The government is attempting by a policy of judicious dosage in its
political organs to overcome the mutual suspicions of various indigenous
groups. There is, however, an increasing exclusion from internal political
power of alien Africans and Frenchmen. They have been virtually eliminated
from the National Assembly and the government, although Africans of long
residence in the Ivory Coast and long history of devotion to the RDA are used
in the diplomatic corps. Frenchmen are still members of the Economic and
Social Council. The government announced in 1962 that in the future tattoos,
ritual scars and filed teeth are forbidden by law. Severe punishments are
provided. The announced objective of the measure is to strengthen
national unity by suppressing tribal differences.
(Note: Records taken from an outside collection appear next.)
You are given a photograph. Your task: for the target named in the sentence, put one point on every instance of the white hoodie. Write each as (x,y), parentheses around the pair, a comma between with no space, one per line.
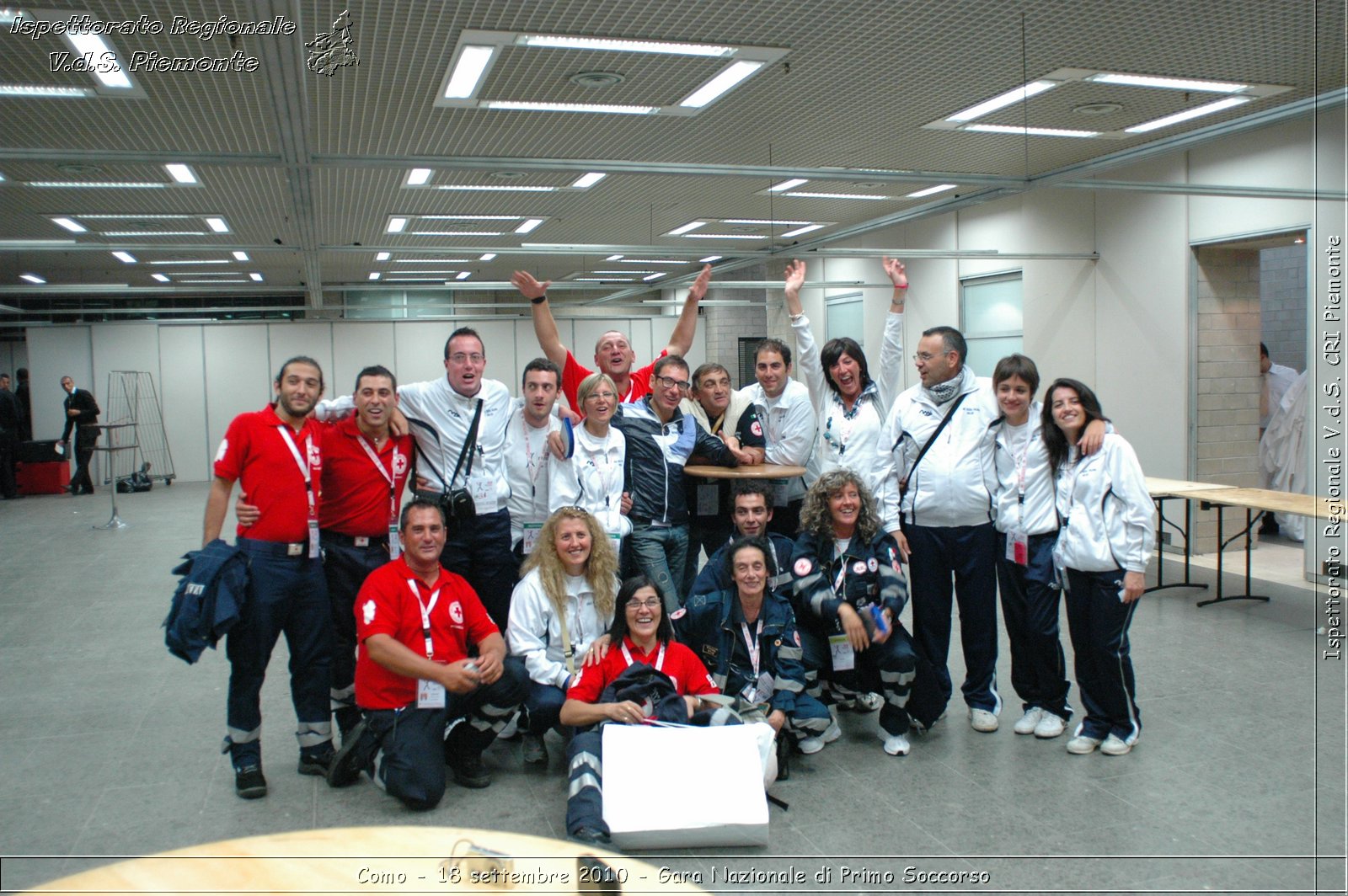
(1105,511)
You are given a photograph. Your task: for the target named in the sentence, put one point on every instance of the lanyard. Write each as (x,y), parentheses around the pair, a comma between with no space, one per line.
(425,610)
(388,477)
(303,465)
(660,658)
(752,642)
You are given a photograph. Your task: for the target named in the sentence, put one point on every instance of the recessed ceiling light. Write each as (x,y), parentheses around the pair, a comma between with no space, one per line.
(181,173)
(108,71)
(1188,114)
(619,45)
(723,83)
(1169,84)
(1002,100)
(503,188)
(833,195)
(1033,132)
(566,107)
(45,91)
(468,71)
(939,188)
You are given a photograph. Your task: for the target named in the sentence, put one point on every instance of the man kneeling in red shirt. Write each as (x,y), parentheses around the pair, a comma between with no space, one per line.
(415,623)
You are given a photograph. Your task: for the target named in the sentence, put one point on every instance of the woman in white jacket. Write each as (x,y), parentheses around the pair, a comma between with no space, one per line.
(1105,546)
(559,610)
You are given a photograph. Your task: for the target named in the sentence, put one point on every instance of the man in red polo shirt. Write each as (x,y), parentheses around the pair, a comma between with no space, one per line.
(364,472)
(276,456)
(613,352)
(417,624)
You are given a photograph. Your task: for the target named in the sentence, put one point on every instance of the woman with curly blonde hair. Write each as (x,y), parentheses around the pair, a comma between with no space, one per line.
(559,606)
(848,592)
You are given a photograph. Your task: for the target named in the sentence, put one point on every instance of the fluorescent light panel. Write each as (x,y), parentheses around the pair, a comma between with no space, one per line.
(723,83)
(1003,100)
(468,71)
(181,173)
(1188,114)
(1033,132)
(939,188)
(1169,84)
(514,105)
(619,45)
(586,181)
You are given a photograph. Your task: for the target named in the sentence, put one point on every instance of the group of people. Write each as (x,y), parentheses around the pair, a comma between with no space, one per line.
(545,573)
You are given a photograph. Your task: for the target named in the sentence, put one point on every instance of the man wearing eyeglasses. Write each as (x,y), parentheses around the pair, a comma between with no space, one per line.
(660,441)
(613,352)
(458,424)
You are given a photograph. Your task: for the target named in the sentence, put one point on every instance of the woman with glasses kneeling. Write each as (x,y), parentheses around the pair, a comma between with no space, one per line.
(592,476)
(642,637)
(1105,546)
(848,595)
(559,610)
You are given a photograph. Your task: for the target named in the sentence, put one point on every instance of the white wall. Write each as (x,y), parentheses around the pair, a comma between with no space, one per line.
(206,375)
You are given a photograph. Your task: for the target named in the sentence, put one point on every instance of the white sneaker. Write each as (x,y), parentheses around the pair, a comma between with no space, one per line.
(810,745)
(1029,721)
(982,720)
(1051,725)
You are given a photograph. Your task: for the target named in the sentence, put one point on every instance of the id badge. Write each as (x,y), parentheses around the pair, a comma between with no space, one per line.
(708,499)
(532,531)
(844,658)
(431,694)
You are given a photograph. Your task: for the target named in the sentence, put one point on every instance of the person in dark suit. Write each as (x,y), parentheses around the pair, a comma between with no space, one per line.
(83,415)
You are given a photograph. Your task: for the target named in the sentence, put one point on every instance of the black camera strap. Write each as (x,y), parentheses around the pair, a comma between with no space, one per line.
(469,442)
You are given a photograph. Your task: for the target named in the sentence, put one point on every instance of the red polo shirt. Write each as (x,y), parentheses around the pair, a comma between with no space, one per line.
(255,453)
(356,496)
(573,374)
(681,664)
(386,606)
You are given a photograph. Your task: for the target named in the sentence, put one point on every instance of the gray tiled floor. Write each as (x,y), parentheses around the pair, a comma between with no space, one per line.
(108,745)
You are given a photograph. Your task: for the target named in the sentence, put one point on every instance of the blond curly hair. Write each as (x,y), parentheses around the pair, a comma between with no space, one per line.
(815,512)
(600,569)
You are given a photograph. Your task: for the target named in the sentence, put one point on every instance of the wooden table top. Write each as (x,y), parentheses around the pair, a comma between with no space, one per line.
(755,472)
(374,860)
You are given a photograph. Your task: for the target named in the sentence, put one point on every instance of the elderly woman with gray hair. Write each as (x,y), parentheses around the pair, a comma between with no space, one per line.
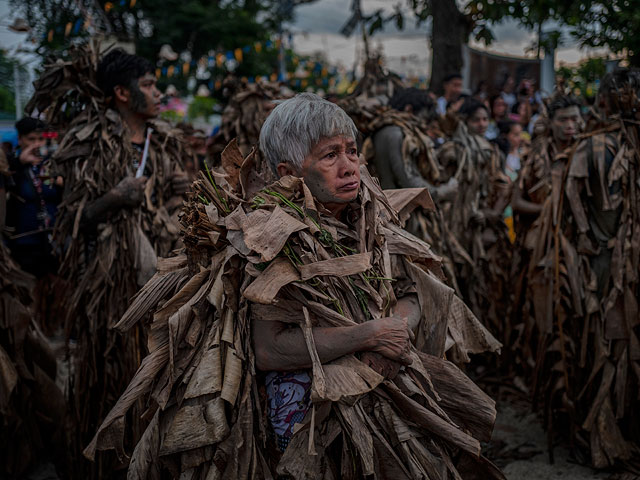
(306,300)
(312,138)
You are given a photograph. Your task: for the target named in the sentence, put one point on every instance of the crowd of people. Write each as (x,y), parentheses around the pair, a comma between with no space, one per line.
(279,299)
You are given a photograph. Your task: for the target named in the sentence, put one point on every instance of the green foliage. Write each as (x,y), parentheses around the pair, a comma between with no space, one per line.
(7,98)
(614,24)
(198,26)
(583,79)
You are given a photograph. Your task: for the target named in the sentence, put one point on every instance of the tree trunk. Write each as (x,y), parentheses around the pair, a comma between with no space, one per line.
(448,34)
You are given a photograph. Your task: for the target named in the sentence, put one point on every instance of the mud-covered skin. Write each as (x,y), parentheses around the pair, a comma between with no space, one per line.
(331,170)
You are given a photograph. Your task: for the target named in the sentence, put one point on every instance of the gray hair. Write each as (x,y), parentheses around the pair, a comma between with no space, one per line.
(296,125)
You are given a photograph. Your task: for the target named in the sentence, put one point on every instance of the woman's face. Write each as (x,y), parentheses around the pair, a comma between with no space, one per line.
(515,136)
(478,122)
(499,108)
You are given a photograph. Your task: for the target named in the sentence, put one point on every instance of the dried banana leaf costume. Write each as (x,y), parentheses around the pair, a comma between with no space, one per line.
(31,405)
(483,274)
(106,266)
(584,291)
(243,117)
(269,252)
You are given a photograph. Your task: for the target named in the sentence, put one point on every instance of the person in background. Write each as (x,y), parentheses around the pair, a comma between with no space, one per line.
(498,114)
(508,91)
(452,91)
(34,197)
(510,142)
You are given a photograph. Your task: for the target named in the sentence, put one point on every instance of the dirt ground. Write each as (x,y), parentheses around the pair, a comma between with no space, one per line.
(519,447)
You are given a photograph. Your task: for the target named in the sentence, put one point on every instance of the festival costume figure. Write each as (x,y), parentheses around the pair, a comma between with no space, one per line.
(584,285)
(105,259)
(31,405)
(475,222)
(272,253)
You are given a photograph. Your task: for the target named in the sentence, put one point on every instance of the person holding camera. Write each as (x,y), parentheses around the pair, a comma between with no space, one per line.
(34,197)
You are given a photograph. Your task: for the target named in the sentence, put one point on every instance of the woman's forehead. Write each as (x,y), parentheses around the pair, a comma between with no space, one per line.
(325,142)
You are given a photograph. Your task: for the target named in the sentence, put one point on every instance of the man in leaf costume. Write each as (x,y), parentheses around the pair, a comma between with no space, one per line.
(280,340)
(401,154)
(123,187)
(584,288)
(474,218)
(31,405)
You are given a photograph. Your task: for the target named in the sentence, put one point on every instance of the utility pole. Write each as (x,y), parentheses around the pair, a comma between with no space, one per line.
(285,8)
(16,90)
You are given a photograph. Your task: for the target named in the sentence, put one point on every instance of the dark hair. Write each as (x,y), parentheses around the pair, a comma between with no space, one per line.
(622,89)
(418,99)
(504,127)
(561,102)
(119,68)
(27,125)
(471,106)
(452,76)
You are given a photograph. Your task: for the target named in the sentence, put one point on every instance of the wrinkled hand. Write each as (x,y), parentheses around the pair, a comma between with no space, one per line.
(382,365)
(180,183)
(29,155)
(390,338)
(130,191)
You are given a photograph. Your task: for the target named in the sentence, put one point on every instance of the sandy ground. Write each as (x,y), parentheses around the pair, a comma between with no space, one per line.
(519,446)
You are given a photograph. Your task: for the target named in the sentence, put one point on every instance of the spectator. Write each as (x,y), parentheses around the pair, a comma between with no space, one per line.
(34,199)
(452,91)
(477,116)
(508,91)
(509,141)
(498,114)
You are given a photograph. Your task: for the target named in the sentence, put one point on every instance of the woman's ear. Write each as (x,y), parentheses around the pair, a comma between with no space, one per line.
(285,169)
(121,94)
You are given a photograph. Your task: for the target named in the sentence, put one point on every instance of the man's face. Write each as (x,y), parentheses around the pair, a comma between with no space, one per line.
(478,122)
(332,170)
(145,96)
(565,124)
(499,107)
(33,138)
(515,136)
(453,89)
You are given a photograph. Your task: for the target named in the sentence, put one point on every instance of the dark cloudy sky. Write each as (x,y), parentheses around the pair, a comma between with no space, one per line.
(318,25)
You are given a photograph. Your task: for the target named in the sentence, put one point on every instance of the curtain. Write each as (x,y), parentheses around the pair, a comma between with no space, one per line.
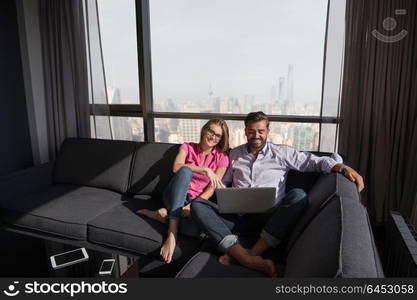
(65,69)
(378,131)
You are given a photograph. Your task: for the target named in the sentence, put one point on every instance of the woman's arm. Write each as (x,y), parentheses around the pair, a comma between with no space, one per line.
(180,162)
(209,191)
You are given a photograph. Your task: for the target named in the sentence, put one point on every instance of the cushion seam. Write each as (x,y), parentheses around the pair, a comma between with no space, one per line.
(121,232)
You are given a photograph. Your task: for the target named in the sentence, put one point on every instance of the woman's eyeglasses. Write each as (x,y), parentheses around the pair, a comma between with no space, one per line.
(211,133)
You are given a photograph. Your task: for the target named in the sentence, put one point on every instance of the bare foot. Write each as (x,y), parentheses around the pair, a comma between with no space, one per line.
(159,215)
(167,249)
(226,259)
(260,264)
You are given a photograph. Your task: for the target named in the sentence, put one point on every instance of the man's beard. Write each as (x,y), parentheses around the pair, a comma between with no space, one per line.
(256,146)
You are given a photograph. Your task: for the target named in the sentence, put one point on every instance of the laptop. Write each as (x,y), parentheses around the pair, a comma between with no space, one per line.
(245,200)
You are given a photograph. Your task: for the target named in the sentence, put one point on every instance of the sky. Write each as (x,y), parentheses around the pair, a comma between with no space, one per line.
(241,47)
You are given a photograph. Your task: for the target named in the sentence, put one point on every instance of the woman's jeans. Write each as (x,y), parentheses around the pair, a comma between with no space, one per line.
(223,229)
(175,197)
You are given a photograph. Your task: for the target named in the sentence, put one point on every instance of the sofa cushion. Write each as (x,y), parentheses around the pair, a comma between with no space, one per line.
(340,235)
(94,162)
(122,227)
(152,168)
(324,189)
(359,255)
(316,253)
(62,209)
(205,264)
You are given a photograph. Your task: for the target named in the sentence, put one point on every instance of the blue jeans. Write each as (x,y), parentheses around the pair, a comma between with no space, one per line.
(223,229)
(175,197)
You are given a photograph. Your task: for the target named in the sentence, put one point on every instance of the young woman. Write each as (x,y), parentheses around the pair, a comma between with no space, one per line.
(199,168)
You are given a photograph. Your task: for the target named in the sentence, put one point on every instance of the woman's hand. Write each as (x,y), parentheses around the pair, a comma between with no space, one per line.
(215,180)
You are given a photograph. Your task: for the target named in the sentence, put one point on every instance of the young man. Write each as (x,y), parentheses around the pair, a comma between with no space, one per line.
(262,164)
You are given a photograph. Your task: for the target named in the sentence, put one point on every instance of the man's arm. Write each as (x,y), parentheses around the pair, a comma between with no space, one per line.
(350,174)
(308,162)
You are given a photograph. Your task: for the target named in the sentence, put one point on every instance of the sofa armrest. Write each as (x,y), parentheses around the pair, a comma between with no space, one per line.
(27,181)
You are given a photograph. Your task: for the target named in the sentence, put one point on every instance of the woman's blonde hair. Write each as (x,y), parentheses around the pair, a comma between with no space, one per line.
(223,144)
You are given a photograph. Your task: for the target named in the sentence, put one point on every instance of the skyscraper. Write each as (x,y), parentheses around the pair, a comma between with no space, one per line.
(290,83)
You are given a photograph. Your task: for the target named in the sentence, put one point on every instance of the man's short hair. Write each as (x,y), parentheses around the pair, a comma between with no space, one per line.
(257,116)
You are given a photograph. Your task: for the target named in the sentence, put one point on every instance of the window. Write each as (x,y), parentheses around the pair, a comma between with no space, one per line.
(201,59)
(118,128)
(113,51)
(238,56)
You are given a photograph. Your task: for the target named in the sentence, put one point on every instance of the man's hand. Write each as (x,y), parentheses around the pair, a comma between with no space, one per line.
(350,174)
(186,210)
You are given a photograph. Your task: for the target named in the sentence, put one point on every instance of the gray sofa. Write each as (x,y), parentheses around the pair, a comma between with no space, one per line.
(89,195)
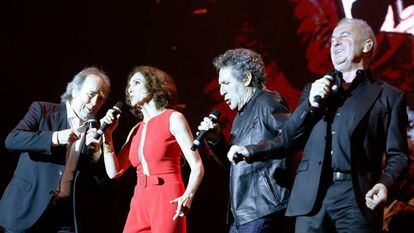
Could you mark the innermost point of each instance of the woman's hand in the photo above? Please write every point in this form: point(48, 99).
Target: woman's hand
point(183, 205)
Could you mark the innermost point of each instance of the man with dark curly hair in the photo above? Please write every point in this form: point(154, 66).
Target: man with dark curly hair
point(258, 189)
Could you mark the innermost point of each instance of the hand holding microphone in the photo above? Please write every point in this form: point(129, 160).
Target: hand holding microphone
point(320, 89)
point(206, 127)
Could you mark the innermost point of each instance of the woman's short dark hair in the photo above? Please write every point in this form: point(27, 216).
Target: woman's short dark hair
point(160, 86)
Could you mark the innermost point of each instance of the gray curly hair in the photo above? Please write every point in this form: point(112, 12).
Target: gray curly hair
point(77, 81)
point(243, 61)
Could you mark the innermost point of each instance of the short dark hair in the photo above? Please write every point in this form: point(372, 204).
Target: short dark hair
point(243, 61)
point(160, 86)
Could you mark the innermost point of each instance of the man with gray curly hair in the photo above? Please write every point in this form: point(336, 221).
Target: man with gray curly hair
point(50, 139)
point(258, 188)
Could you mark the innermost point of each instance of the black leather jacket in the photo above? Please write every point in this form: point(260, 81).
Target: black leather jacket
point(258, 188)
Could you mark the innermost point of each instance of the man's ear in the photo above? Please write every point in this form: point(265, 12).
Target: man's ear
point(74, 93)
point(247, 80)
point(368, 45)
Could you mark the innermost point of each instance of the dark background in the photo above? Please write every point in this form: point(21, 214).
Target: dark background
point(45, 43)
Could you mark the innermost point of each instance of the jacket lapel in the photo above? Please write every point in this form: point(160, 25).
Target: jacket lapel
point(365, 101)
point(60, 117)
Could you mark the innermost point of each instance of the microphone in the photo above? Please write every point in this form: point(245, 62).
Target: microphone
point(214, 116)
point(92, 123)
point(397, 7)
point(117, 110)
point(318, 99)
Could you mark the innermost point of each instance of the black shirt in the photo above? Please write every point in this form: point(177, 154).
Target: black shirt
point(339, 115)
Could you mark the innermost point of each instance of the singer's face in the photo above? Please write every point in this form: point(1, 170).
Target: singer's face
point(87, 101)
point(346, 47)
point(137, 90)
point(231, 88)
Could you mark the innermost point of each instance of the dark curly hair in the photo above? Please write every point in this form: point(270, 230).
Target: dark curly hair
point(243, 61)
point(160, 86)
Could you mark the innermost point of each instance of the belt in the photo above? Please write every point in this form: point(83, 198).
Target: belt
point(144, 180)
point(340, 176)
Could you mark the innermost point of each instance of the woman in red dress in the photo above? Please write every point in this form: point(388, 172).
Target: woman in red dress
point(154, 148)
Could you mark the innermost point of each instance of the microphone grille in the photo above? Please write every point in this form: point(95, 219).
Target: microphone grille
point(118, 106)
point(215, 114)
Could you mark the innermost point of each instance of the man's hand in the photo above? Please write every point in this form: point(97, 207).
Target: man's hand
point(67, 136)
point(90, 140)
point(321, 87)
point(377, 195)
point(213, 129)
point(237, 154)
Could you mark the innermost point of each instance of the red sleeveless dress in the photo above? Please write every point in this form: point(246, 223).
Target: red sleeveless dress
point(150, 207)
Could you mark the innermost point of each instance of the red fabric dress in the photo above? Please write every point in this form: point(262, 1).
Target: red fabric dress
point(150, 208)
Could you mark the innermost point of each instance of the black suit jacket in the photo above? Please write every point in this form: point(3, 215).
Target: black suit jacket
point(379, 126)
point(40, 168)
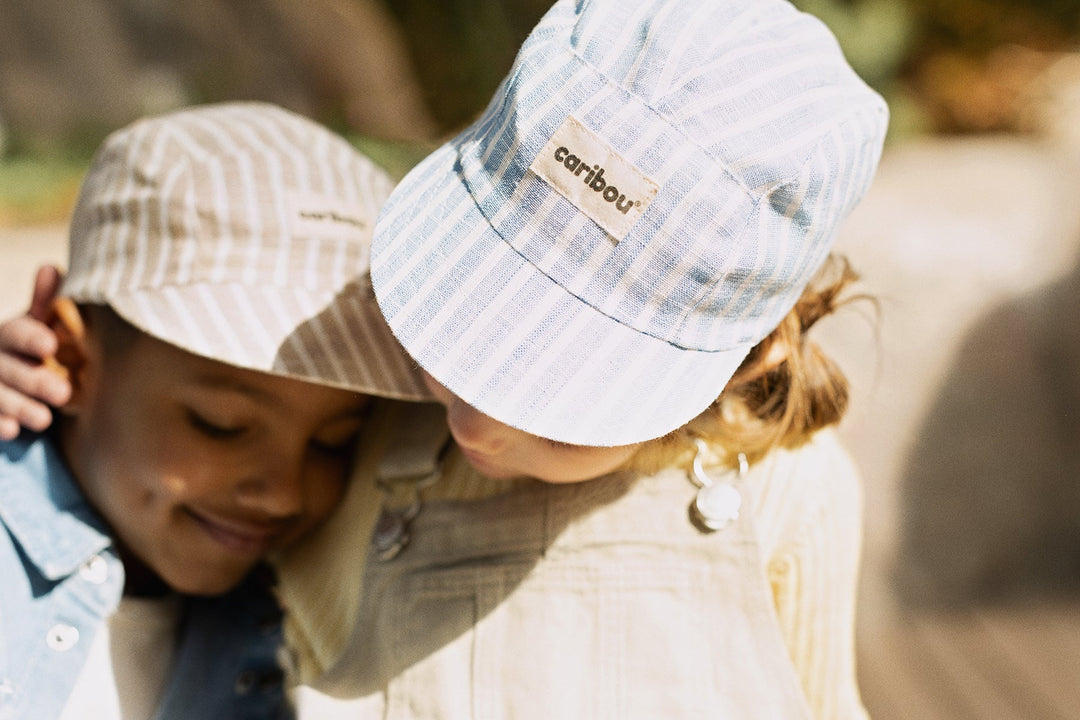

The groups in which men classify themselves in the Ivory Coast are
evolving. Once men were of a given tribe and others were strangers. In the
colonial era, men evolved wider categories-African categories, such as
forest men versus savanna men, or world categories, such as black men versus
white men. In recent years, still another category has come into existence,
nationalist ones, such as Africans versus Europeans, and more particularly in
the Ivory Coast, Ivory Coasters versus foreigners. None of these
classifications exist to the exclusion of the others, and the appropriate
classifications are a matter of political debate. Nevertheless, one can see a
tandem strengthening of two categorizations, in liaison with and opposition to
each other. Men are very conscious today of being from a given ethnic group
though the unit may be enlarged and redefined from 20 years ago. Men are also
increasingly conscious of being Ivory Coasters. The politics of the Ivory
Coast is an attempt to keep these two self-categorizations in balance.